Background

Mitochondrial dysfunction is a core feature of acute pancreatitis (AP), a debilitating and potentially fatal disease for which there is currently no specific therapy (Criddle, 2016; Habtezion et al., 2019). The elucidation of pivotal pathological mechanisms which underlie mitochondrial damage in pancreatic acinar cells (PACs) is paramount for the development of new therapies. Previous evaluations of mitochondrial bioenergetics in isolated PACs have been mostly performed using confocal microscopy, including assessments of mitochondrial membrane potential (tetramethyl rhodamine methyl ester: TMRM), NADH/FAD⁺ autofluorescence and ATP (Magnesium Green), coupled with patch-clamp electrophysiology (Voronina et al., 2002; Criddle et al., 2004 and 2006).
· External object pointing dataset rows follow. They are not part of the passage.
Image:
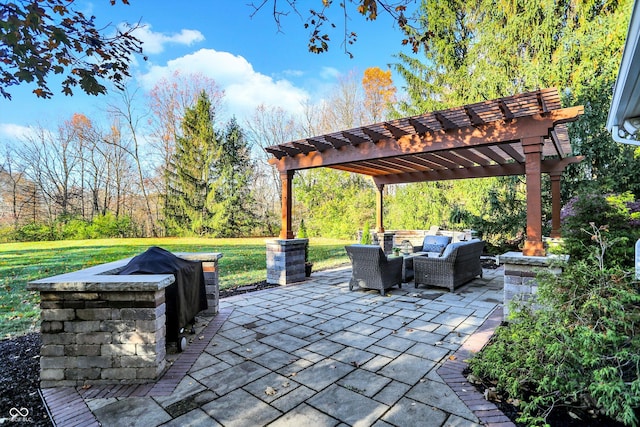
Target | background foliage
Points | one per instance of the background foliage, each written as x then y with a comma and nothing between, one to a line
580,346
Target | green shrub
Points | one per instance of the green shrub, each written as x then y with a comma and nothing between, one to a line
612,211
581,348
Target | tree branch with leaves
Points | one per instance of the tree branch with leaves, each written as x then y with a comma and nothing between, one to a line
41,38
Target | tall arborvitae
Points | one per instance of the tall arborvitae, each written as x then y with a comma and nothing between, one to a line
232,201
190,176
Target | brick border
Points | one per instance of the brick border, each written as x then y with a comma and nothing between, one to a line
451,372
67,407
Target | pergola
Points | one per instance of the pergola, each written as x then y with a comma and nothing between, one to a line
524,134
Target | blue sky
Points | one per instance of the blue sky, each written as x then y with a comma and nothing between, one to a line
246,56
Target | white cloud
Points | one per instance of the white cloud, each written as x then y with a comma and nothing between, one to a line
154,43
245,88
13,132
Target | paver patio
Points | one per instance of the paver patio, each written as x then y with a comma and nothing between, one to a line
316,354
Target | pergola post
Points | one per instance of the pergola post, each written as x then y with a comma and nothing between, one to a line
380,208
286,232
555,204
532,147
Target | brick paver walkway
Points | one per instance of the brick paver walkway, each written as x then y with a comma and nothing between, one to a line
316,354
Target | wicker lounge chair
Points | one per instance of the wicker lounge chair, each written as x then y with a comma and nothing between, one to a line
372,269
459,263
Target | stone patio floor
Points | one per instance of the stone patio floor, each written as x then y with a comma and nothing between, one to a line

Such studies have pinpointed a reduction of ATP in response to precipitants of AP, via the opening of the mitochondrial permeability transition pore (MPTP), as a critical event that leads to necrotic cell death (Criddle et al., 2006; Mukherjee et al., 2016); supplementation with intracellular ATP ameliorated damage. Furthermore, luciferase measurements in PACs have provided details of changes of both mitochondrial and cytosolic ATP concentrations induced by pathophysiological stimulation (Voronina et al., 2010). Such experimental approaches in single cells, however, are technically difficult and time-consuming. In contrast, population-based assays provide important information about mitochondrial dysfunction and cell death using a convenient plate-reader format (Armstrong et al., 2019). The use of Seahorse Flux analysis allows a detailed evaluation of bioenergetics changes to be performed in PACs, measuring rates of oxygen consumption (OCR) and extracellular acidification (ECAR); these inform about cellular respiration and glycolysis, respectively. A respiratory function “stress” test can further be applied in which pharmacological manipulation of the electron transport chain (ETC) is used to derive parameters such as the Maximal Respiration, Spare Respiratory Capacity, ATP-linked Turnover and Non-mitochondrial Respiration. Such detailed bioenergetics information can be coupled with parallel studies of apoptosis and necrosis to inform the influence of mitochondrial dysfunction on cell death patterns (Armstrong et al., 2018).